Comment ne pas s'y référer le buzz que vient de susciter un utilisateur espagnol de Twitter. Pour s'amuser, mais aussi un peu je crois afin de montrer le ridicule aveuglement des hordes de trolls qui, sur Internet, ici comme ailleurs, combattent aux côtés des nationalistes en polluant les réseaux sociaux, il a publié la photo d'une grande célébration populaire, chez lui, à Bilbao. Une photo pas vraiment d'actualité puisqu'elle remonte au 18 août 2015. La veille, le club de foot local, l'Atletico, avait remporté la Supercopa, face à Barcelone, plusieurs dizaines de milliers de supporters s'étaient rassemblés pour fêter ça devant la mairie de Bilbao, foule impressionnante.
Le petit "coup de vice" d'Íñigo, le twitto en question, a consisté à assortir sa photo de toute la série de hastags qu'utilisent les indépendantistes catalans pour diffuser leur propagande et à la relier à l'actualité récente, à savoir la décision du gouvernement espagnol d'appliquer l'article 155 de la Constitution****. Et ça n'a pas manqué, immédiatement, les militants de base ont tweetté et re-tweetté victorieusement la photo du 18 août 2015. À leurs yeux, les Basques étaient devenus leurs alliés, la masse des supporters de l'Atletico venait de s'engager sans le savoir dans la légion sang & or.


Le plus amusant, c'est qu'il n'y a pas que l'armée éructante****** des trolls anonymes (et leurs étonnants amis russes) à avoir rapidement emboîté le pas. Plusieurs hommes politiques ont sauté sur l'occasion, à l'image du député européen national-populiste Ramon Tremosa (PDe-CAT, le parti de Carles Puigdemont).
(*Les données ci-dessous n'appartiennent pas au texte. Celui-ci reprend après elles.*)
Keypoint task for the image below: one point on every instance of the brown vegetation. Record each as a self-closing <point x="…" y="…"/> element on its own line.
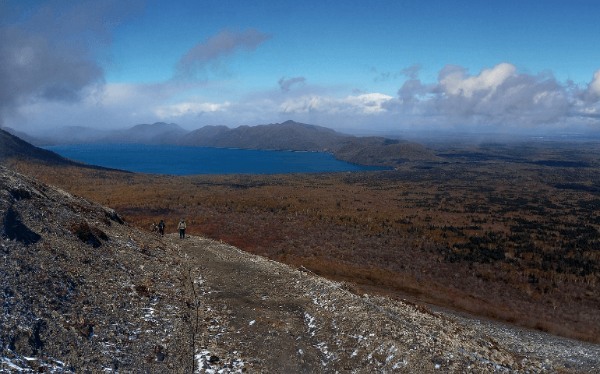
<point x="516" y="241"/>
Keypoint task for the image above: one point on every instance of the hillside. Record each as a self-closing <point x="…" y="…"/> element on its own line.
<point x="288" y="135"/>
<point x="12" y="147"/>
<point x="84" y="291"/>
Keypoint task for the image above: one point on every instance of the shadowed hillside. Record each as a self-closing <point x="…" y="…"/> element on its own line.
<point x="82" y="291"/>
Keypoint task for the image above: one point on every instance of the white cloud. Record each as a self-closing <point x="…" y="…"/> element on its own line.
<point x="364" y="104"/>
<point x="189" y="108"/>
<point x="455" y="82"/>
<point x="594" y="87"/>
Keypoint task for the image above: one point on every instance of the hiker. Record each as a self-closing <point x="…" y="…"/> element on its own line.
<point x="181" y="227"/>
<point x="161" y="228"/>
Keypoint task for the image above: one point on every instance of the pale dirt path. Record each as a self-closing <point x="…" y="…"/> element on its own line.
<point x="263" y="316"/>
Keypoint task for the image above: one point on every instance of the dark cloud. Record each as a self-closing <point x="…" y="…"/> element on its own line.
<point x="216" y="47"/>
<point x="49" y="52"/>
<point x="285" y="84"/>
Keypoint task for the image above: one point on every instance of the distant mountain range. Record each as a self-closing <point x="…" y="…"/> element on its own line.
<point x="288" y="135"/>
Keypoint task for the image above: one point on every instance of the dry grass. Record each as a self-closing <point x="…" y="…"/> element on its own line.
<point x="509" y="241"/>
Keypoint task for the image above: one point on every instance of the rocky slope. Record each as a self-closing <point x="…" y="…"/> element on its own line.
<point x="81" y="291"/>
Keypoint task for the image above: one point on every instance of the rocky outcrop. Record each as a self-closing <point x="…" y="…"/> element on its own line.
<point x="82" y="291"/>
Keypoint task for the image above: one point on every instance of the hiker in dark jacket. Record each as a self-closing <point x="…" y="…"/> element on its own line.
<point x="181" y="227"/>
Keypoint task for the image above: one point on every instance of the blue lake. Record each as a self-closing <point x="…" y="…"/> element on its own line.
<point x="177" y="160"/>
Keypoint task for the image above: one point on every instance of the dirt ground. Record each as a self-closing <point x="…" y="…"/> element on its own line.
<point x="267" y="317"/>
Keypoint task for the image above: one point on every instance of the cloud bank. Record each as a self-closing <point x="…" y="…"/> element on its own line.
<point x="51" y="75"/>
<point x="212" y="50"/>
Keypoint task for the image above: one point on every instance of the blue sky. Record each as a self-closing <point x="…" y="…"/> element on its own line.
<point x="357" y="66"/>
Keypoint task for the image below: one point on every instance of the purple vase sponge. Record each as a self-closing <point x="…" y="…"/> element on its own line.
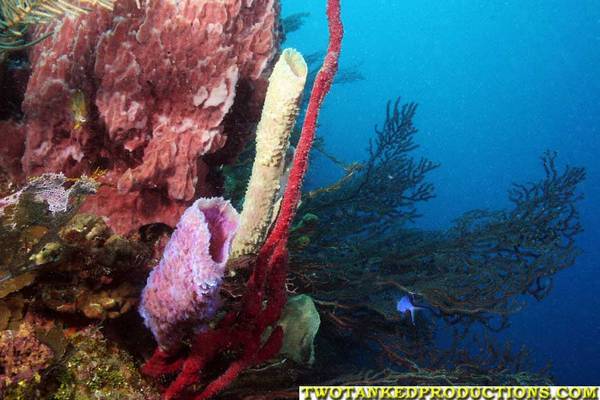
<point x="182" y="292"/>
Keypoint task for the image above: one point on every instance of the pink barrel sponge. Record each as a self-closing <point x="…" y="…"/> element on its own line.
<point x="169" y="91"/>
<point x="182" y="292"/>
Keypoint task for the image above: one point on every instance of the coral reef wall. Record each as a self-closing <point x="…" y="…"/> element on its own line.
<point x="154" y="95"/>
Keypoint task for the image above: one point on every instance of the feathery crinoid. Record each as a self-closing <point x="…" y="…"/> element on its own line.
<point x="17" y="16"/>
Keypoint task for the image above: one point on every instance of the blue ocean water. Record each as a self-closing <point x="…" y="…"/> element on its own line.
<point x="497" y="83"/>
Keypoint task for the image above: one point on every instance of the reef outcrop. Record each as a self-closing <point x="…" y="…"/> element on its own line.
<point x="159" y="96"/>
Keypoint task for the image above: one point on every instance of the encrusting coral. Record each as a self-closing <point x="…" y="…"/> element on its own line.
<point x="281" y="107"/>
<point x="172" y="90"/>
<point x="183" y="290"/>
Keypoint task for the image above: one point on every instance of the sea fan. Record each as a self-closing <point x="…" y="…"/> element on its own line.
<point x="17" y="16"/>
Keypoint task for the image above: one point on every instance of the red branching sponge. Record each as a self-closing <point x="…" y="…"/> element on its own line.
<point x="242" y="331"/>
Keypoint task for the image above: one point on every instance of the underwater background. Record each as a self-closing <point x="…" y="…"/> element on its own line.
<point x="196" y="202"/>
<point x="498" y="83"/>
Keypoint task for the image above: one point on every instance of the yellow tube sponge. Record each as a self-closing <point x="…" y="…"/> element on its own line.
<point x="281" y="107"/>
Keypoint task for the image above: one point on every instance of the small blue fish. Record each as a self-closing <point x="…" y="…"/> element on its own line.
<point x="405" y="304"/>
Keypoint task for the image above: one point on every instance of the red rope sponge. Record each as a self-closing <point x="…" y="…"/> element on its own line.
<point x="241" y="331"/>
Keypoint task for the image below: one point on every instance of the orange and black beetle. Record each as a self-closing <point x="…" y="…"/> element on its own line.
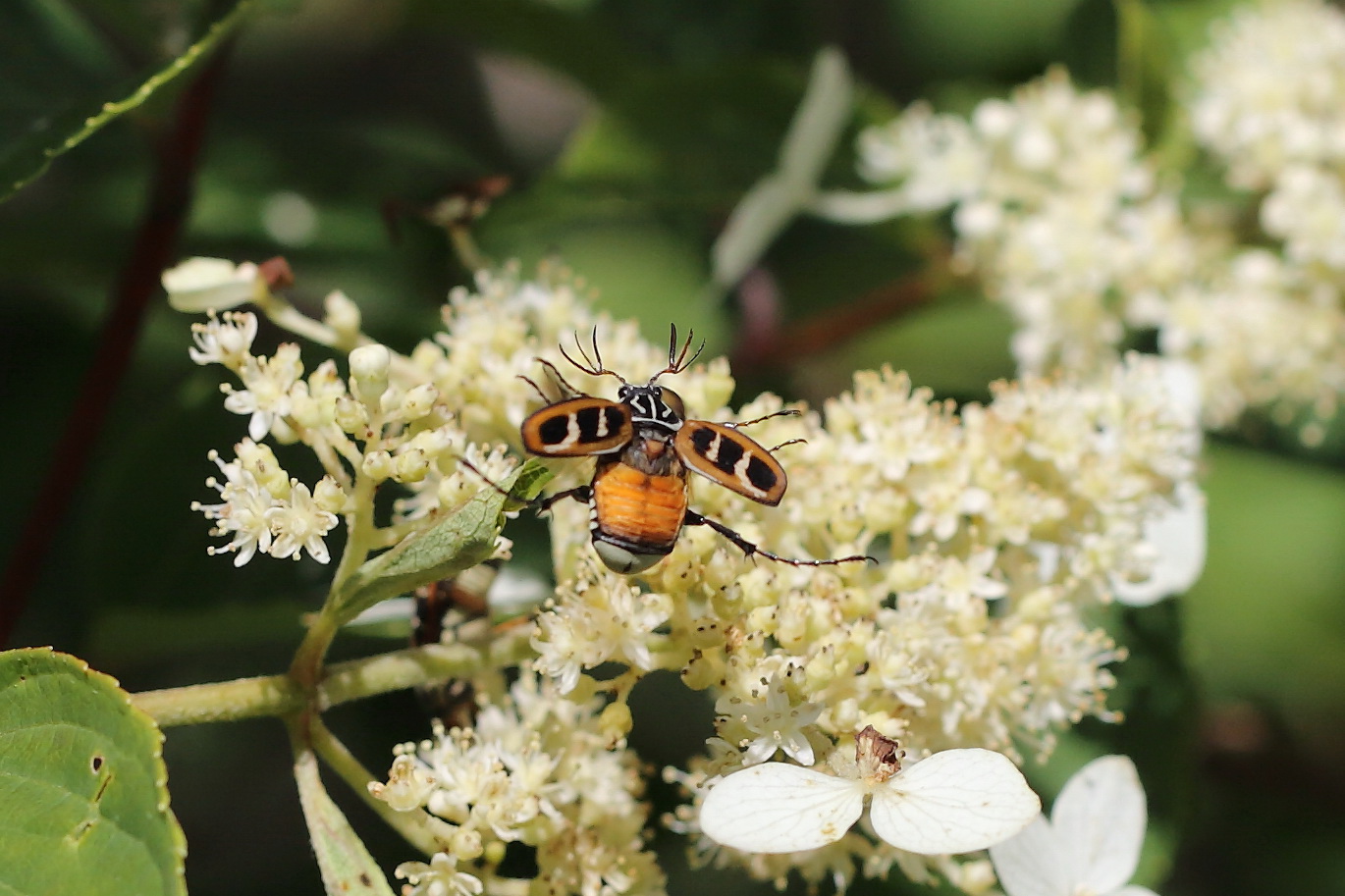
<point x="644" y="445"/>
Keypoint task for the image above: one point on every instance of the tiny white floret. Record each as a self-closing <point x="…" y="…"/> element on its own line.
<point x="1091" y="844"/>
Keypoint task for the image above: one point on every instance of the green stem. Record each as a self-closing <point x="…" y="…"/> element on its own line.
<point x="307" y="666"/>
<point x="221" y="701"/>
<point x="1130" y="47"/>
<point x="352" y="679"/>
<point x="418" y="827"/>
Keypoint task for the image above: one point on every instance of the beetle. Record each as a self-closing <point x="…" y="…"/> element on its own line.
<point x="644" y="446"/>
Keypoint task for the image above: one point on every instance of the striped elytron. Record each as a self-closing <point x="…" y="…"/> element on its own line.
<point x="644" y="445"/>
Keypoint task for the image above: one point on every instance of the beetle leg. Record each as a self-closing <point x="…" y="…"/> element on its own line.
<point x="749" y="550"/>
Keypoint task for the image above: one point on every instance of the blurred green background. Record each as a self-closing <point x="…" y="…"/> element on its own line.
<point x="628" y="130"/>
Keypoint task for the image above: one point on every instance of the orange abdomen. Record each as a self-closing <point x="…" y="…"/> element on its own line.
<point x="638" y="507"/>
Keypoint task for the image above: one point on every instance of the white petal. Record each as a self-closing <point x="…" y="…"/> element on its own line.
<point x="954" y="802"/>
<point x="1101" y="818"/>
<point x="775" y="808"/>
<point x="1178" y="534"/>
<point x="1032" y="864"/>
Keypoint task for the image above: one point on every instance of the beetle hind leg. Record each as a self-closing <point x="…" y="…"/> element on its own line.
<point x="753" y="551"/>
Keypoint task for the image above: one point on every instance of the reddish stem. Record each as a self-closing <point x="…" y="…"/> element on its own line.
<point x="177" y="153"/>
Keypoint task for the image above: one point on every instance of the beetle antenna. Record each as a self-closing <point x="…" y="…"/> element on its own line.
<point x="566" y="389"/>
<point x="678" y="361"/>
<point x="589" y="366"/>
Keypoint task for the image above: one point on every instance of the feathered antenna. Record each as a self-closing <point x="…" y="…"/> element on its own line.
<point x="678" y="361"/>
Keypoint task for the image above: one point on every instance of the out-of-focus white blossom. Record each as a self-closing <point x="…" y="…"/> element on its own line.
<point x="213" y="284"/>
<point x="1091" y="844"/>
<point x="535" y="768"/>
<point x="998" y="526"/>
<point x="1269" y="87"/>
<point x="956" y="801"/>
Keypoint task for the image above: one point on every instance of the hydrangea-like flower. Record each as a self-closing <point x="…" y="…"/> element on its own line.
<point x="998" y="529"/>
<point x="535" y="768"/>
<point x="1091" y="844"/>
<point x="1269" y="87"/>
<point x="952" y="802"/>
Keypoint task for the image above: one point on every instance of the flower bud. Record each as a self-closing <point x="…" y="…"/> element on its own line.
<point x="369" y="372"/>
<point x="465" y="844"/>
<point x="410" y="466"/>
<point x="342" y="315"/>
<point x="328" y="496"/>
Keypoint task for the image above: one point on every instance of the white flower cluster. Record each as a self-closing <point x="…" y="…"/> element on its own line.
<point x="1064" y="221"/>
<point x="535" y="768"/>
<point x="999" y="529"/>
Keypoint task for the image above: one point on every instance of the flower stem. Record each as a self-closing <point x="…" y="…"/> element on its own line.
<point x="418" y="827"/>
<point x="352" y="679"/>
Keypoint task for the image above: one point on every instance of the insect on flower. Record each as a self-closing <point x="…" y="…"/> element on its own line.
<point x="644" y="445"/>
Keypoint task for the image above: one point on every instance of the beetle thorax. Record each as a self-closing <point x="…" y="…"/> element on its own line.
<point x="653" y="406"/>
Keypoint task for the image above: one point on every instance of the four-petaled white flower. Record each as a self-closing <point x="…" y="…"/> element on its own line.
<point x="956" y="801"/>
<point x="440" y="877"/>
<point x="1091" y="844"/>
<point x="300" y="523"/>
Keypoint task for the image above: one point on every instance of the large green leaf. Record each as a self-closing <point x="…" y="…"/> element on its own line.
<point x="83" y="798"/>
<point x="457" y="543"/>
<point x="43" y="122"/>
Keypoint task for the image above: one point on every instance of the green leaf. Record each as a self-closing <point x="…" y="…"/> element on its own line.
<point x="455" y="544"/>
<point x="27" y="148"/>
<point x="345" y="862"/>
<point x="83" y="794"/>
<point x="780" y="195"/>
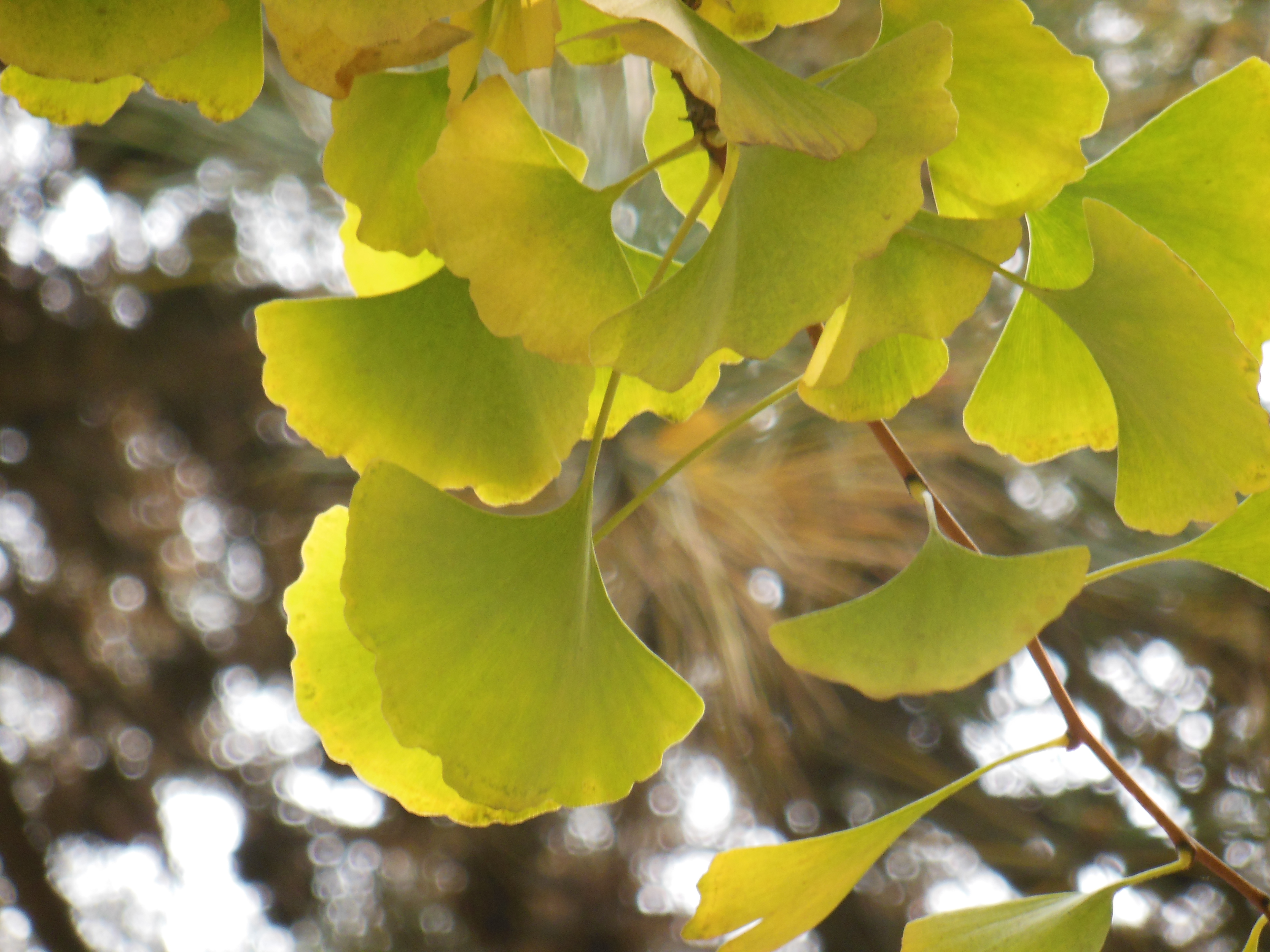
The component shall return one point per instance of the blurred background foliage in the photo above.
(160, 791)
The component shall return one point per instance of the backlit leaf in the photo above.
(536, 244)
(757, 103)
(922, 285)
(945, 621)
(883, 380)
(65, 102)
(1193, 432)
(415, 377)
(338, 696)
(384, 132)
(1025, 102)
(224, 74)
(498, 650)
(373, 272)
(1061, 922)
(792, 888)
(783, 251)
(89, 41)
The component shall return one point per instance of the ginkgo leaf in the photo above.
(415, 377)
(373, 272)
(756, 102)
(327, 51)
(792, 888)
(783, 251)
(634, 397)
(224, 74)
(524, 32)
(1061, 922)
(65, 102)
(375, 154)
(508, 215)
(666, 129)
(91, 41)
(883, 380)
(1024, 105)
(1192, 429)
(945, 621)
(338, 696)
(498, 650)
(922, 285)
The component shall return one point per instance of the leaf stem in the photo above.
(677, 153)
(723, 432)
(1076, 728)
(1131, 564)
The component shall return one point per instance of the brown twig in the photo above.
(1076, 728)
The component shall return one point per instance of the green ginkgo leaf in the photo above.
(793, 229)
(338, 696)
(91, 41)
(65, 102)
(756, 102)
(669, 128)
(508, 215)
(883, 380)
(415, 377)
(374, 155)
(792, 888)
(498, 650)
(1192, 429)
(373, 272)
(924, 285)
(945, 621)
(1024, 105)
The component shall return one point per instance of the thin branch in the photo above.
(1076, 728)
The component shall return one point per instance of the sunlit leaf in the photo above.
(1061, 922)
(757, 102)
(945, 621)
(669, 128)
(415, 377)
(883, 380)
(338, 696)
(373, 272)
(384, 132)
(224, 74)
(793, 229)
(327, 51)
(536, 244)
(792, 888)
(91, 41)
(498, 650)
(922, 285)
(1024, 102)
(65, 102)
(1193, 432)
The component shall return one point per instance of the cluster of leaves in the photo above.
(470, 663)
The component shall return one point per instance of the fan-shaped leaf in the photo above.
(757, 103)
(416, 377)
(922, 285)
(792, 888)
(498, 650)
(1193, 432)
(793, 229)
(945, 621)
(536, 244)
(883, 380)
(1025, 102)
(65, 102)
(91, 41)
(384, 132)
(338, 696)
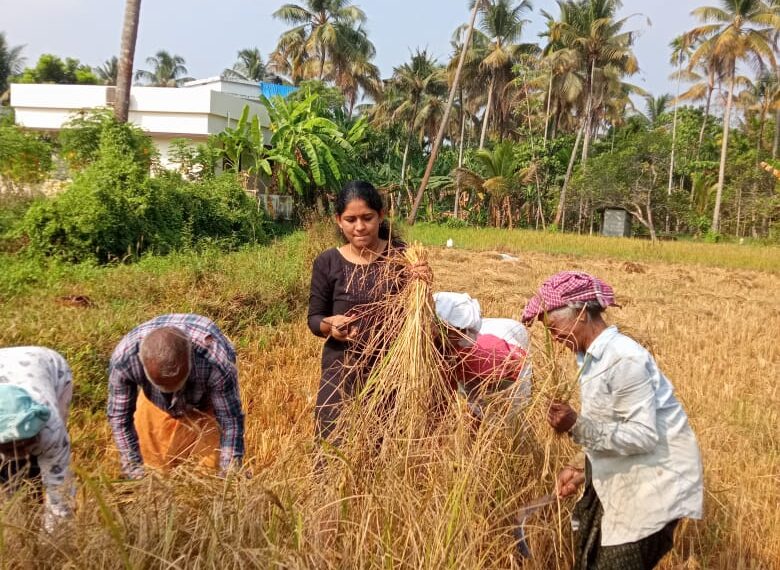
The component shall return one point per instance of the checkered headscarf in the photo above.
(568, 287)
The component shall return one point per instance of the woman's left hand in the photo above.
(421, 270)
(561, 416)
Il est vrai qu'en plus dêtre un mouton de Panurge, cet élu national-populiste est célèbre pour sa fabrication et propagation des fake news sur Twitter.
Toujours est-il que de RT en RT, la blague basque d'Íñigo est devenue virale, et un des sujets de rigolade des réseaux. Comme un pied de nez à l'égocentrisme catalaniste, chacun y est allé de sa version de la foule unanime soutenant l'indépendantisme catalan, des fêtes de Pampelune à la Guerre des Étoiles en passant par les manchots empereur du Pôle Sud, la Kaaba et les défilés de Pyongyang.
Profitons-en: pour une fois que le nationalisme fait rire…



* Du vieux verbe français, harigoter = déchirer, couper en morceaux.
** Une sorte de cassoulet pyrénéen bâti autour de la viande de mouton.
*** Si vous n'avez pas, avec moi, visité sa maison, suivez le guide, c'est ici.
**** Article qui suspend les décentralisation du pouvoir aux autorités catalanes.
***** Retweet, pour les déconnectés qui me lisent.
****** Comme le soulignait encore récemment Reporters sans Frontières, cette "armée" (parfois constituée de mercenaires payés par les impôts), cette armée dégueulasse, s'en prend à tous ceux qui pensent différemment ou qui ose sortir de l'orthodoxie indépendantistes. Un exemple parmi tant d'autres, cette phrase (ci-dessous) lancée à la gueule du correspondant d'Europe1 à Barcelone par une mère de famille sécessionniste: "ton temps ici se termine!"


Histoire de détendre l'atmosphère et de chasser les miasmes, j'en profite pour rendre ici hommage à une poète trop méconnu de la photographie, René Maltête, auteur notamment du cliché qui ouvre cette chronique. Pour en savoir plus, n'hésitez pas à consulter le site que son fils a créé afin de lui rendre hommage.